Publié 13 mai 2026
dans Jean-Pierre Jeunet et Marc Caro
Batiment J.
3.0 Ma réticence pour l’univers et le cinéma de Jeunet fait que j’ai toujours pris soin de passer à travers son premier long métrage, Delicatessen, qu’il réalise avec Marc Caro. Il y a longtemps, je ne sais plus où, j’étais tombé sur une vidéo d’analyse (sonore, probablement) qui citait un passage du film, celui où les sons de ressorts de lit, pompe à vélo, corde de contrebasse, rouleau de peinture et boîte à meuh créé une musique en crescendo, jusqu’à l’orgasme, l’explosion ou la chute. Séquence emblématique de tout Jeunet, il me semble. C’est une chouette pastille en effet, un clip rigolo, sans plus d’intérêt pour moi. Or tout le film fonctionne sur ce dispositif de saynètes agencées moins pour faire récit que suite de sketchs. C’est plutôt une curiosité au départ, disons pendant vingt minutes, puisqu’il y a un décor imposant, un lieu et ses bizarreries, un brouillard jaune, une rue cauchemardesque, une ambiance de fin du monde qui porte. La photo de Khondji compte aussi, sans doute. Mais très vite on se dit que ça parle trop. Que le film aurait mérité d’être muet. Surtout aurait mérité de s’en tenir au décor, aux personnages dans ce décor, aussi abracadabrants soient-ils mais non, il faudra souvent se les farcir en gros plan et contre-plongée. Mon intérêt s’amenuise alors au fur et à mesure. J’y vois plus un décalage poseur qu’une force poétique. Mais je reconnais que le geste ici puis dans La cité des enfants perdus est plus radical que l’aspect sucré qui irrigue les films de Jeunet à venir sans Caro. Là on les sent bien les planches, le story-board. L’inspiration chez le Gilliam, de Brazil ou le Vigo, de L’atalante. Pas ma came (du tout) mais je vois le plaisir qu’on peut y trouver.
Publié 7 novembre 2017
dans Jean-Pierre Jeunet et Marc Caro
La monstrueuse marrade.
3.5 Un jour il faudrait que je revoie les Jeunet que j’aimais, ceux du début des années 2000, qui sont aussi ses deux plus gros succès au box-office, je parle bien entendu du fabuleux destin d’Amélie Poulain et d’Un long dimanche de fiançailles. J’en suis venu à les détester ou tout du moins ne plus vouloir les revoir, la faute à Micmacs à tire-larigot, vu au cinéma à sa sortie. Un calvaire. La faute surtout à un dégoût global de l’héritage Jeunet qui continue de fleurir ici chez Jaco Van Dormael (Le tout nouveau testament), là chez Jean-Pierre Améris (L’homme qui rit) entre autre. Qu’on soit clair : J’en peux plus de ce cinéma. Malgré tout, curiosité oblige, fallait bien qu’un jour je me frotte à ses premiers films, ceux réalisés en collaboration avec Caro.

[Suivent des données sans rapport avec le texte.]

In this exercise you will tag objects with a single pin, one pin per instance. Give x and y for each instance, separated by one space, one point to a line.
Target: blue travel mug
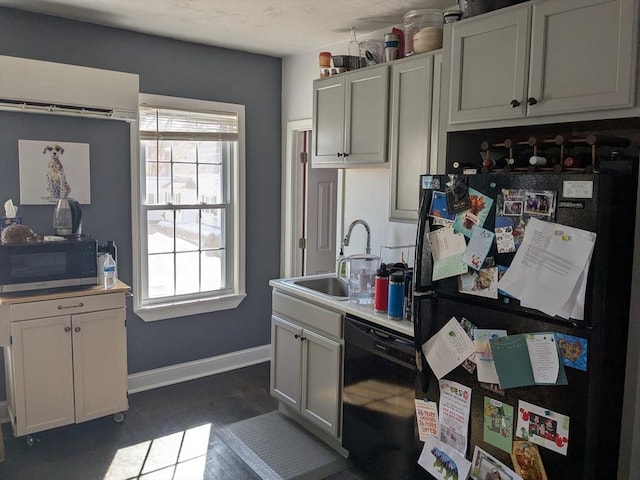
395 307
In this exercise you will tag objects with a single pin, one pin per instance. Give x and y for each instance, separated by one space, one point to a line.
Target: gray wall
165 67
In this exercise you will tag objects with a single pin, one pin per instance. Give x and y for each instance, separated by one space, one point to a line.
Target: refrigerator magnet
573 351
498 424
543 427
478 247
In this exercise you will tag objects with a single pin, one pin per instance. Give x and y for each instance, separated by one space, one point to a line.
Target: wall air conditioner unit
55 88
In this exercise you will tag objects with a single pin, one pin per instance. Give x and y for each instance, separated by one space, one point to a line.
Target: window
189 207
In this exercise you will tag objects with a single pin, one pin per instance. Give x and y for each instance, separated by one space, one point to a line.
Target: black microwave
49 264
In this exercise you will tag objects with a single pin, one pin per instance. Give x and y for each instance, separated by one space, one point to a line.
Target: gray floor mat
277 448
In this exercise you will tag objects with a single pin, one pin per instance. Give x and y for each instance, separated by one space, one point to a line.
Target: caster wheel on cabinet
119 417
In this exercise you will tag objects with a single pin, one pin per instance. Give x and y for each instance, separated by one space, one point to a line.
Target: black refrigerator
592 398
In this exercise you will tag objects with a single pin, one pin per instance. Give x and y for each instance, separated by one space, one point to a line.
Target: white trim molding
161 377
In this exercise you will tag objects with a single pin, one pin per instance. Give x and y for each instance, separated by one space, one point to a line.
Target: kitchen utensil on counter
355 53
381 290
361 273
67 218
395 307
415 20
373 51
427 39
391 42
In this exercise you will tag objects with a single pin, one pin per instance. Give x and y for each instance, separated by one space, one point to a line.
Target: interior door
321 212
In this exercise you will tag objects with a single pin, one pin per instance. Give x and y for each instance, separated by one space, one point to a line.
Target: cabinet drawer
309 314
66 306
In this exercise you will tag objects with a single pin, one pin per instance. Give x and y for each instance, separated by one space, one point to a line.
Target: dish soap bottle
109 269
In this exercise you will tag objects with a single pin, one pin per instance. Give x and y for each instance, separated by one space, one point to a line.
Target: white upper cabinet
544 59
350 119
581 56
489 65
413 130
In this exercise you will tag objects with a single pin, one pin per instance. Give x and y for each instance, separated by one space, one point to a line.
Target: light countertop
70 292
364 312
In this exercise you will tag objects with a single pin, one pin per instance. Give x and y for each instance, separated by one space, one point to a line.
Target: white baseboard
4 412
161 377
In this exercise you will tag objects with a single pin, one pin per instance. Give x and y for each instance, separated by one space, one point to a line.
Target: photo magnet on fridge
458 199
543 427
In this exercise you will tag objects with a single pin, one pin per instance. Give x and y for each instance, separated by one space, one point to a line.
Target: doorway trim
290 261
291 198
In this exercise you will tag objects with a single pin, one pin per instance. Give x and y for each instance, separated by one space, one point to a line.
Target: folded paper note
528 359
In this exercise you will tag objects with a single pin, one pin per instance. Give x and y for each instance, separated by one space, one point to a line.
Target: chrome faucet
347 237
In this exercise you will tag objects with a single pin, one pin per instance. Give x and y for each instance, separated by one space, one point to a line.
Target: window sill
165 311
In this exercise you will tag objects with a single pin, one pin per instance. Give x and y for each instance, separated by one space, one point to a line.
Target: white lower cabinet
306 363
64 369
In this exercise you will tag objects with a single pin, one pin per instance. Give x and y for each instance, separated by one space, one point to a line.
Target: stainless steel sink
331 286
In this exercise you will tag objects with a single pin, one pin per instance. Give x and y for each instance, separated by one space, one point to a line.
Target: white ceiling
271 27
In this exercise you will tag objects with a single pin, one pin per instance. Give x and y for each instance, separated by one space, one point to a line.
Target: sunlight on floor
179 456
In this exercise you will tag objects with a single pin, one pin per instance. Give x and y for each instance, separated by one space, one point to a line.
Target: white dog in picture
57 185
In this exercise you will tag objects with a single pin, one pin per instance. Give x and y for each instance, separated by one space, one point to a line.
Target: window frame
175 307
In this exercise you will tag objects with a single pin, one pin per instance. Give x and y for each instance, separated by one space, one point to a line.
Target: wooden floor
169 433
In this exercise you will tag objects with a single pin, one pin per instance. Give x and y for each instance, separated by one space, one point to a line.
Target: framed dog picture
50 170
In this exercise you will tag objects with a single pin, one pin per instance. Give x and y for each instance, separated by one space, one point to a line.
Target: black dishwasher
380 381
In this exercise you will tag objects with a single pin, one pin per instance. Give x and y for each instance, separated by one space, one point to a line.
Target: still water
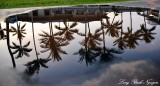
94 45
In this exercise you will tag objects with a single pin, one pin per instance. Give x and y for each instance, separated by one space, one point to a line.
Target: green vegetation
37 3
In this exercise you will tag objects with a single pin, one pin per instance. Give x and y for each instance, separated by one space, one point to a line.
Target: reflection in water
76 23
21 50
34 66
68 31
2 35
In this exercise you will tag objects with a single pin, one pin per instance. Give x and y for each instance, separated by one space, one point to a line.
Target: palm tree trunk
8 43
113 19
144 20
104 44
131 19
122 23
34 38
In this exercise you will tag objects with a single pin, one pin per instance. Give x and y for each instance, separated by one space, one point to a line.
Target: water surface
95 45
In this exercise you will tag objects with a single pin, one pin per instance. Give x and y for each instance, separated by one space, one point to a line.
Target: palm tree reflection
107 54
113 27
147 33
2 35
53 43
21 50
34 66
88 53
67 31
20 31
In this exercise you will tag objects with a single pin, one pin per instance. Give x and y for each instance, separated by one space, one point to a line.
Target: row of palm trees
91 49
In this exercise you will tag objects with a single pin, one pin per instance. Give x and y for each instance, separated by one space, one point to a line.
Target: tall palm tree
93 40
89 50
21 50
34 66
68 30
8 43
113 27
147 33
20 31
53 43
2 35
106 54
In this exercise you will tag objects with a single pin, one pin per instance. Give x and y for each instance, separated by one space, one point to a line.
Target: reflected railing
93 45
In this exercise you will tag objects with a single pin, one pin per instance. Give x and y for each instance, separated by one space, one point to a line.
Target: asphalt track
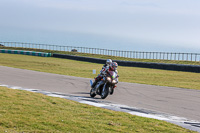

Déjà dire que les gars ont engagé tout le gratin freaks du cinéma : Perlman, Emilfolk, Pinon x 10, Dreyfus, Holgado, Rufus. Il faut des gueules, des grimaces, des cris pour produire moins de la sidération que du racolage. C’est finalement ça le cinéma de Jeunet : Construire de la folie, de l’hystérie, du cauchemar sur des bases hyper méticuleuses et programmées. On n’est ni chez Lynch ni chez Browning. Tout est pénible puisque tout est laid. Oui c’est un peu l’exemple parfait du mauvais goût, ce film. Et pourtant, malgré la désagréable impression qu’on souhaite constamment me filer la gerbe, j’y trouve un univers singulier, fort, où la démesure fabriquée n’a d’égal que cette narration étoilée sous scaphandre et cette avalanche de cases indépendantes. C’est comme souvent chez Burton ou Gilliam pour moi, un film écrasé sous le poids d’une imagerie nauséeuse. Faudrait que j’essaie Delicatessen, mais vraiment pour la forme alors.